El aula donde aprendimos a leer

Elena Bárcena - UNED

Cada lugar y cada época han tenido formas distintas de organizar la educación. Si nos remontamos a la Prehistoria, la enseñanza era ejercida por un miembro de la comunidad y era de tipo experimental y conductual, de forma que los demás miembros aprendían por observación e imitación saberes prácticos que eran necesarios para la comunidad. En la antigua Grecia, para educarse había que ser varón y tener cierta posición económica, ya que la enseñanza no era gratuita. Fue entonces cuando surgió la palabra “scholé” (escuela). En la Edad Media, la educación estuvo en manos de la Iglesia y el intercambio de conocimiento tenía lugar principalmente en latín. El Renacimiento vio un florecimiento de un amplio número de disciplinas y saberes, como el arte y las humanidades. En la Edad Moderna, la educación se volvió más práctica y reflexiva.

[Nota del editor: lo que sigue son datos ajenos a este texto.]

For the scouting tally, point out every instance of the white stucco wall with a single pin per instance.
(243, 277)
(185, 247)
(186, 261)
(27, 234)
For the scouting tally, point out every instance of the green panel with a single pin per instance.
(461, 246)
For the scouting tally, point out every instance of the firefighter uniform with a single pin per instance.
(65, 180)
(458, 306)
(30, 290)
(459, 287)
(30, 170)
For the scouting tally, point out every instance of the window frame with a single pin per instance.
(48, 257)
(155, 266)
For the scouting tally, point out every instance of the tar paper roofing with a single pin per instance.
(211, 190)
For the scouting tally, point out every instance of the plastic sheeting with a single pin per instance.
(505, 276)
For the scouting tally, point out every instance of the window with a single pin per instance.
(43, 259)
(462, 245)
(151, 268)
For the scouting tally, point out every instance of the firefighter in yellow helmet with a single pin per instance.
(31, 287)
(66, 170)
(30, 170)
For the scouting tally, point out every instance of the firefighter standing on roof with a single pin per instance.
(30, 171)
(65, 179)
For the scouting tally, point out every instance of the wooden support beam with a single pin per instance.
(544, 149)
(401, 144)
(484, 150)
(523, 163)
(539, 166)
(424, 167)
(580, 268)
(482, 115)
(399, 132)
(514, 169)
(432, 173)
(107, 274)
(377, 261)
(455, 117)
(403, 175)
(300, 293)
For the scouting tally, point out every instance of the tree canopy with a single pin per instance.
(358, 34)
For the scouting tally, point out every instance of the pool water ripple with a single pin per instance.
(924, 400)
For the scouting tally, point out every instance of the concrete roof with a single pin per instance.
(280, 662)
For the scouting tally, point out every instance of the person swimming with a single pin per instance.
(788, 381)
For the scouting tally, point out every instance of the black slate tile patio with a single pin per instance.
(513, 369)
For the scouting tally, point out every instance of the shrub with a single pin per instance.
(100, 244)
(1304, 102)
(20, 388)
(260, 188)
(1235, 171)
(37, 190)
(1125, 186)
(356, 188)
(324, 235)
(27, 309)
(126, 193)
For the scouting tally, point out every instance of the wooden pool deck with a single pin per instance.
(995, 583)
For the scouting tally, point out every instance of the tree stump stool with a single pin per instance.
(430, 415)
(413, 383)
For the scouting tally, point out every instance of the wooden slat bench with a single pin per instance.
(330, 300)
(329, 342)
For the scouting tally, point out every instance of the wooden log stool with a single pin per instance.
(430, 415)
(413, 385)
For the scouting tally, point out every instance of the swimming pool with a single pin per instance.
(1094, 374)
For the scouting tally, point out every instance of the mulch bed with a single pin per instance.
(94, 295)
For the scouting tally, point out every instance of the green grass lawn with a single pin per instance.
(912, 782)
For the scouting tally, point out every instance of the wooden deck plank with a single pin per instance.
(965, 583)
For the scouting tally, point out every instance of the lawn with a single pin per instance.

Al principio las clases se daban al aire libre y no había materiales didácticos como tales, por lo que se podía escribir en la arena o sobre hojas de plantas. Con el tiempo, la educación comenzó a tener lugar en edificios que tenían otras funciones propias, como los templos y los monasterios. Se desconoce la fecha exacta de la creación del primer edificio de la historia dedicado ex profeso a la educación, pero se sabe que estuvo ligada al crecimiento de las ciudades.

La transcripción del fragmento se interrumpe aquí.